Ich habe es gestern Abend um ziemlich exakt 22.01 h erfahren. Gerade stellte ich meinen Radiowecker und da meldeten die 22-Uhr-Nachrichten ziemlich am Anfang: "Robert Enke machte 8 Länderspiele für Deutschland...", da wusste ich, dass etwas sehr, sehr ernstes passiert sein musste. Kurze Zeit später wusste ich, was passiert ist.
Ich hoffe, dass seine Frau jetzt und auch später mal sein kleines Töchterchen - wenn es mal größer ist - erfahren, dass in solch tiefschwarzen Tagen und Stunden die Menschen zusammenstehen und wir mit unserer Trauer nicht alleine sind.
Ich habe gerade Teile der Gedenkandacht aus der Stadtkirche von Hannover gesehen - wir halten alle für einen kurzen Moment in unseren täglichen Aktivitäten inne.

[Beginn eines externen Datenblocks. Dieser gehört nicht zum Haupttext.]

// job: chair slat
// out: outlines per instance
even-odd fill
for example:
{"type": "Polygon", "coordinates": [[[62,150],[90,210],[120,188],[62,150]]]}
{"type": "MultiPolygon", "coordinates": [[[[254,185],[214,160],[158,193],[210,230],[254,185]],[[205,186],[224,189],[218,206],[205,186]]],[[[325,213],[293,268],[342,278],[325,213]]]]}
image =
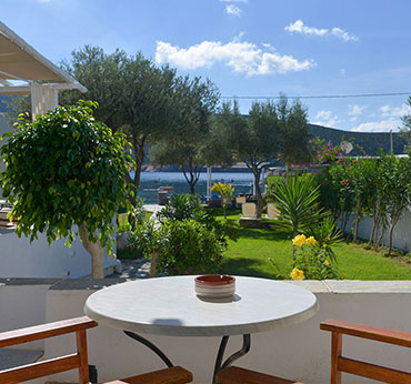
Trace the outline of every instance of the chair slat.
{"type": "Polygon", "coordinates": [[[303,384],[264,373],[230,366],[217,374],[219,384],[303,384]]]}
{"type": "Polygon", "coordinates": [[[46,362],[38,362],[22,365],[16,368],[0,371],[0,383],[1,384],[21,383],[28,380],[74,370],[78,368],[79,366],[80,366],[80,356],[78,354],[50,358],[46,362]]]}
{"type": "Polygon", "coordinates": [[[378,380],[384,383],[411,384],[411,373],[409,372],[392,370],[352,358],[339,357],[338,367],[341,372],[378,380]]]}
{"type": "Polygon", "coordinates": [[[377,326],[350,323],[341,320],[327,320],[320,324],[320,329],[350,336],[411,347],[411,334],[408,332],[384,330],[377,326]]]}
{"type": "Polygon", "coordinates": [[[104,384],[184,384],[192,382],[192,373],[181,366],[144,373],[104,384]]]}
{"type": "Polygon", "coordinates": [[[98,324],[88,316],[62,320],[54,323],[30,326],[27,329],[0,333],[0,347],[17,345],[80,330],[91,329],[98,324]]]}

Für alle, die die TV-Bilder nicht sehen konnten: Am Ende der Andacht zündeten die Teilnehmer ein Licht für Robert an. Und da kamen sie nach und nach: Seine Witwe, dann Michael Ballack, Joachim Löw, Präsident Kind, Präsident Zwanziger, 96-Legende und Torwarttrainer Jörg Sievers, Oliver Bierhoff ... bei jedem bekanntem Gesicht, das ich entdeckte, kamen mir die Tränen neu.
Ich bin mir sicher, dass es der Sport, und der Fussball insbesondere, mit seiner Kraft schaffen wird, der Familie von Robert Hilfe zu sein! Später, wenn das Töchterchen mal größer ist, werden 96-Fanclubs es z. B. einladen und dann wird Fussball gespielt im Gedenken an Robert und man wird zusammensitzen und an ihn zurückdenken und sie werden dem Töchterchen erzählen, was ihr Papa den Menschen gegeben hat und wie viel er für uns alle bedeutet hat.

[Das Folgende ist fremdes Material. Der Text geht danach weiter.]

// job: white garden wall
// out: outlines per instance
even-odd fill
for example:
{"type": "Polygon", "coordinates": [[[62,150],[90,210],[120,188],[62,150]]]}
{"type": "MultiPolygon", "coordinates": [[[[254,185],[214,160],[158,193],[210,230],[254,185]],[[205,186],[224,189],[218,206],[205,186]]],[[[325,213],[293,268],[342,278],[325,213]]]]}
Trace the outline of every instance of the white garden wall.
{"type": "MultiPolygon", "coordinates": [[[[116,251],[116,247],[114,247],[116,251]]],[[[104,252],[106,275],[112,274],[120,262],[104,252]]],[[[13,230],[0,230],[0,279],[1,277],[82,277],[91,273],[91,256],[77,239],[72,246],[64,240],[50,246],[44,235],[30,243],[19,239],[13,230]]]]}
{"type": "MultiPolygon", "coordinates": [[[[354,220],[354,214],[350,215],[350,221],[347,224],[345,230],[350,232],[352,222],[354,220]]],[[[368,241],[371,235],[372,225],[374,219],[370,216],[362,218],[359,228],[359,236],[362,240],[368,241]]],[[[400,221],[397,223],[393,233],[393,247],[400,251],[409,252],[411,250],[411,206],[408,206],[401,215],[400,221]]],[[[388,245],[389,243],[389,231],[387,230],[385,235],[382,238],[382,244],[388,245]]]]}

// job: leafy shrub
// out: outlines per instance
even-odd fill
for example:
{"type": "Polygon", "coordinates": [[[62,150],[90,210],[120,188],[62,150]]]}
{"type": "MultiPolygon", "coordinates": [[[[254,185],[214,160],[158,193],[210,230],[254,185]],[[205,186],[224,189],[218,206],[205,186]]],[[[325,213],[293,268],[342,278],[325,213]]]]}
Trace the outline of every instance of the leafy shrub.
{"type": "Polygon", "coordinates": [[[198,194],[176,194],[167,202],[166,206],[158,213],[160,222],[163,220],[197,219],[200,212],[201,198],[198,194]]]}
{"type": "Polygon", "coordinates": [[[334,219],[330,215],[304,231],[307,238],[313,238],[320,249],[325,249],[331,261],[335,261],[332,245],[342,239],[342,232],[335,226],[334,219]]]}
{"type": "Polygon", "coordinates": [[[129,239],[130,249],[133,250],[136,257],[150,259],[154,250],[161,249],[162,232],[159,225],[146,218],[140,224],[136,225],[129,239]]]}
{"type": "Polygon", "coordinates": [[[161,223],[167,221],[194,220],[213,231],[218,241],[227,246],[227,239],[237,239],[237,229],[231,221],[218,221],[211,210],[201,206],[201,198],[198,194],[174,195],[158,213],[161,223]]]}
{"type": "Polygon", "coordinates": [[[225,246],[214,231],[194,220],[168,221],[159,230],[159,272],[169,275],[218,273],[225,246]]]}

Jetzt, wo er nicht mehr da ist, wissen wir es, deshalb reagieren wir so, wie wir es tun, mit großer Bestürzung: Wir haben einen großen Sportsmann und Menschen verloren!
Im Freundeskreis habe ich vor ca. 25 Jahren ein ähnlich trauriges Ereignis erfahren müssen:
Der Bruder eines Schulkameraden hatte eine liebe Frau und einen kleinen Sohn, er hatte eine gute und interessante Arbeit und war wirtschaftlich ohne Sorgen. Eines Samstags gingen diese drei zu den Eltern meines Schulkameraden zum Frühstück, alle waren gut gelaunt und der Bruder wollte nur für 5 Minuten in einem Geschäft der nahegelegenen Fussgängerzone noch etwas besorgen - er stand vom Frühstückstisch auf, fuhr in einem Haus mit dem Aufzug in den etwa 10. Stock und stürzte sich in die Tiefe... unfassbar...
Die Gründe für solche Taten werden wir nie erfahren, die Menschen verbergen ihrer Umwelt bis zuletzt ihren wahren Plan. So wie es jetzt wieder Robert getan hat.
Liebe Frau von Robert und liebes Töchterchen: Die Fussballfamilie trauert mit Euch!
Und vielleicht hat Robert ja auch Angst gehabt, vor uns, die wir in den Stadien auf den Tribünen stehen und vielleicht etwas runterrufen, wenn da ein Sportler mit einer offen zugegebenen Depression in seinem Tor vor unserem Zaun steht... vielleicht hat er auch deshalb sich nicht geoutet und musste für das Verbergen seiner Krankheit ungeheure Kräfte aufbringen, die ihm jetzt zum Schluss gefehlt haben... Bei diesem Gedanken würde ich mich rein vorsorglich schämen und hätte Schuldgefühle. Vielleicht war Roberts Tod doch nicht ganz umsonst, wenn er uns Denkanstöße gegeben hat, wie wir menschlicher miteinander umgehen könnten.